Mrs. Rodríguez raced home and dove back into her research, discovering that Ms. Betancourt was involved romantically with one of Karen’s kidnappers, who was in prison for an unrelated crime.
Just as she had with the ice cream shop, Mrs. Rodríguez waited for weeks outside of the prison during visiting hours until Ms. Betancourt finally showed. The police came and arrested her, later discovering that some of the ransom calls had come from her house.
As the months passed, Mrs. Rodríguez continued to fill her bag with clues she wrung from the case files. But with each passing day, the trails grew more faint.
Some of the culprits were dead, others in jail. Those still on the street tried to forge new lives as taxi drivers, gas delivery men or, in the case of Enrique Yoel Rubio Flores, a born-again Christian.
Mrs. Rodríguez went to Aldama, his small hometown of about 13,000 people, and paid a visit to his grandmother.
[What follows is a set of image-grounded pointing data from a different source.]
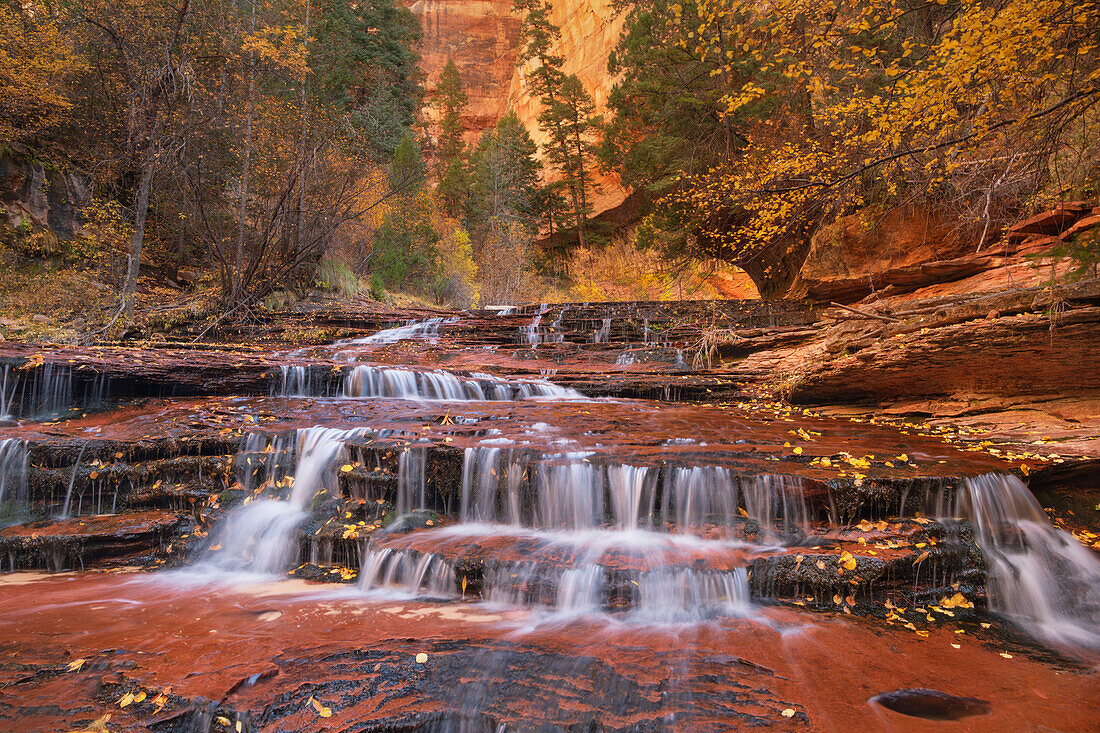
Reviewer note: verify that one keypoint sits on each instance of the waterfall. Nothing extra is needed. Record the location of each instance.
(13, 499)
(417, 329)
(573, 492)
(260, 535)
(410, 480)
(1038, 577)
(603, 336)
(570, 535)
(48, 391)
(530, 334)
(399, 383)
With a heavy sigh, the elderly woman told her that the boy had always been trouble, but at least now he was going to church.

Naturally, Mrs. Rodríguez began attending service. Sure enough, she found him there.
When the police came and arrested him, inside the chapel, the parishioners could hardly believe it, her family recounted. One asked Mrs. Rodríguez for mercy. She scoffed.
“Where was his compassion when they killed my daughter?” her family said she had replied.’

(…)

‘Her death gave shape to the impunity that twists everyday life in Mexico, and the government scrambled to react. Within a few months, it arrested two of the culprits, and killed another in a gunfight.
As for the people who ordered the hit, who feared her activism more than they feared the repercussions of killing her, they remain shrouded in secrecy.
Luis obsessed over who they were. But even he had learned the lesson his mother’s murder had been meant to impart: only push so far for justice.’

(…)

‘They knew they were among the fortunate few who at least had somewhere to mourn them. So many families never found their loved ones. That Karen and Mrs. Rodríguez now lay together was a small solace.
Luis and Azalea sat for a while as the sun’s bite softened, reminiscing in a way they rarely allowed themselves to do anymore. The cemetery emptied, but they stayed, clinging to the moment.’

Read the article here.

Organized crime has infiltrated governments in many countries, but the impunity with which the cartels obviously have scared and/or infiltrated the judicial and law enforcement agencies in Mexico is hard to imagine.

Fear and intimidation are powerful against popular uprising against the criminals.

In 1992 after the killing of judge Giovanni Falcone the people in Sicily went to the streets because they couldn’t stand their own Mafia anymore.

Probably we won’t see any similar uprising in Mexico in the near future.

Also, the Mafia in Sicily hasn’t disappeared, the Mafia just became more discrete. And the state (i.e. the politicians) preferred to fight asylum seekers instead of organized crime.